Я не думала тогда, что снова увижу Москву. Я хочу водки не скажешь по-английски - и, выходит, часть меня осталась здесь, в промозглом городе, где пели Егора Летова, ненавидели коммунистов, готовились к погромам и голоду. Я думаю, отец был рад отгородиться от воспоминаний Атлантическим океаном - или, может быть, Тихим, это с какой стороны смотреть.
Я рассказываю Глебу, как ко мне приставала моя мачеха - и внутри меня нарастает хохот. Моя история - словно пародия на сказки о падчерицах, словно вывернутая наизнанку феминистская страшилка об отчимах, насилующих несовершеннолетних девочек.
Я, кстати, была вполне совершеннолетней - хотя алкоголь в Калифорнии мне еще не продавали.

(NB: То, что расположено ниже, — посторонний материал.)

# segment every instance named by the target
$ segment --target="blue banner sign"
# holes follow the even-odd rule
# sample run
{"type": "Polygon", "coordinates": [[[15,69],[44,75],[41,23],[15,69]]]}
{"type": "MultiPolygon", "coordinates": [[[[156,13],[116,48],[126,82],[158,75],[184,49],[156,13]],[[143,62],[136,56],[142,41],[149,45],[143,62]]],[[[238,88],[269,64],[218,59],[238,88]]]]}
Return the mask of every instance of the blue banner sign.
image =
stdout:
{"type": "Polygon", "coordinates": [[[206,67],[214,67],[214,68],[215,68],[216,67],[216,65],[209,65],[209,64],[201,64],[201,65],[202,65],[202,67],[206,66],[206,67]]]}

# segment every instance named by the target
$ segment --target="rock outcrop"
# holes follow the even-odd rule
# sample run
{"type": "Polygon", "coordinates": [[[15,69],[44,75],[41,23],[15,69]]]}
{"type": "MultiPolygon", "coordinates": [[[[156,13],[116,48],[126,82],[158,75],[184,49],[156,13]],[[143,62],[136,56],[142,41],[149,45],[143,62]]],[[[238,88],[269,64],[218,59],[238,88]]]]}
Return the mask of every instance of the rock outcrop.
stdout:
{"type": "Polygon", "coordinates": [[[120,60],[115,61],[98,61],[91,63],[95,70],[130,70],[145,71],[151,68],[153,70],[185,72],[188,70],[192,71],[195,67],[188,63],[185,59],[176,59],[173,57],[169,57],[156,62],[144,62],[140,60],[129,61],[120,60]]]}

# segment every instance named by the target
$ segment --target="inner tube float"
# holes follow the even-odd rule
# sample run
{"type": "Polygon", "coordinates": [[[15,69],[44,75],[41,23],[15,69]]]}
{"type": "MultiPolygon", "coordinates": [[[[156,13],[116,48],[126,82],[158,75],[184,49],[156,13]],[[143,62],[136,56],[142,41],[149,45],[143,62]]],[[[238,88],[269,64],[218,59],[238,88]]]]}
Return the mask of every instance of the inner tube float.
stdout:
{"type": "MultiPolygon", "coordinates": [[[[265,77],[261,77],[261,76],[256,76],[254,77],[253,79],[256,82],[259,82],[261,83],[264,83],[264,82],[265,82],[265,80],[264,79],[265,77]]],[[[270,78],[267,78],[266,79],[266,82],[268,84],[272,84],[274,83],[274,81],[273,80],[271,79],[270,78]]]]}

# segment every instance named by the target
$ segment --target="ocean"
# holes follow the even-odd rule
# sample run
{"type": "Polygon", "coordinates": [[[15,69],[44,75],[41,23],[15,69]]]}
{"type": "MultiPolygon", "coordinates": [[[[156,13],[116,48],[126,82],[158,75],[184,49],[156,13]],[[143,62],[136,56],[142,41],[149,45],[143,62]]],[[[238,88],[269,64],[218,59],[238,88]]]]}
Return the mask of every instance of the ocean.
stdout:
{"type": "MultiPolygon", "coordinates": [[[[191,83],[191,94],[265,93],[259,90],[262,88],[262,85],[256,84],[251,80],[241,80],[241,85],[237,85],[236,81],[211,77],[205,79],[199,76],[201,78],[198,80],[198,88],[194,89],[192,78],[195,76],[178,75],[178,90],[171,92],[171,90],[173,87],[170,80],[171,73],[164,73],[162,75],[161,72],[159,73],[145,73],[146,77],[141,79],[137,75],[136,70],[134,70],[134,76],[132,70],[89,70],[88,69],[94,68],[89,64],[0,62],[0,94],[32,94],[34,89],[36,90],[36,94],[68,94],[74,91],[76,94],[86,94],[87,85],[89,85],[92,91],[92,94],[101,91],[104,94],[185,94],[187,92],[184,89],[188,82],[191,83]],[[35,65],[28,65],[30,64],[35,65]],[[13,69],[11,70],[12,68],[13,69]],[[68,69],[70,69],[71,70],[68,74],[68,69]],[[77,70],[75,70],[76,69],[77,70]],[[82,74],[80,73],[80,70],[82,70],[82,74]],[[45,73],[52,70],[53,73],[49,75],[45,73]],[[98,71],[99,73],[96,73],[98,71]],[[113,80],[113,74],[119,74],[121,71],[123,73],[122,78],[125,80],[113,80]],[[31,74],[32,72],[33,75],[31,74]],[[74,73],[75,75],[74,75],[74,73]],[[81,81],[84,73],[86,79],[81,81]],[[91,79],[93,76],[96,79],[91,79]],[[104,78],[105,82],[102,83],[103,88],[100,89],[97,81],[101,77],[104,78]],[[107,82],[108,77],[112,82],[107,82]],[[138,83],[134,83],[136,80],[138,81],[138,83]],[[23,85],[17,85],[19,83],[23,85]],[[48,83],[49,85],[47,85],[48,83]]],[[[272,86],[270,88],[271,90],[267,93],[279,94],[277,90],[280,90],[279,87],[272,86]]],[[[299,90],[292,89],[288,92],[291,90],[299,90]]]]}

За окнами "жигулей" проносятся тусклые огни Москвы, редкие по западным меркам вспышки ночных реклам. Чем дальше от центра - тем тоскливей, но я все равно люблю этот город.
Ты знаешь, я потеряла девственность в Москве, говорю я, хотя откуда же Глебу знать об этом? Меня дефлорировал мой русский бойфренд, еще в 89-м.
Интересно, как часто девушки рассказывают ему такие истории? Он сидит притихший, растерянный. Вот будет смешно, если он окажется девственником!
Первый раз я трахалась под "Все идет по плану", говорю я и начинаю петь нежным, трогательным голосом:
– Границы ключ переломлен пополам
А наш дедушка Ленин совсем усох.
Внутри меня разрывается смех, внутри меня поднимается крик, пульсирует пустота.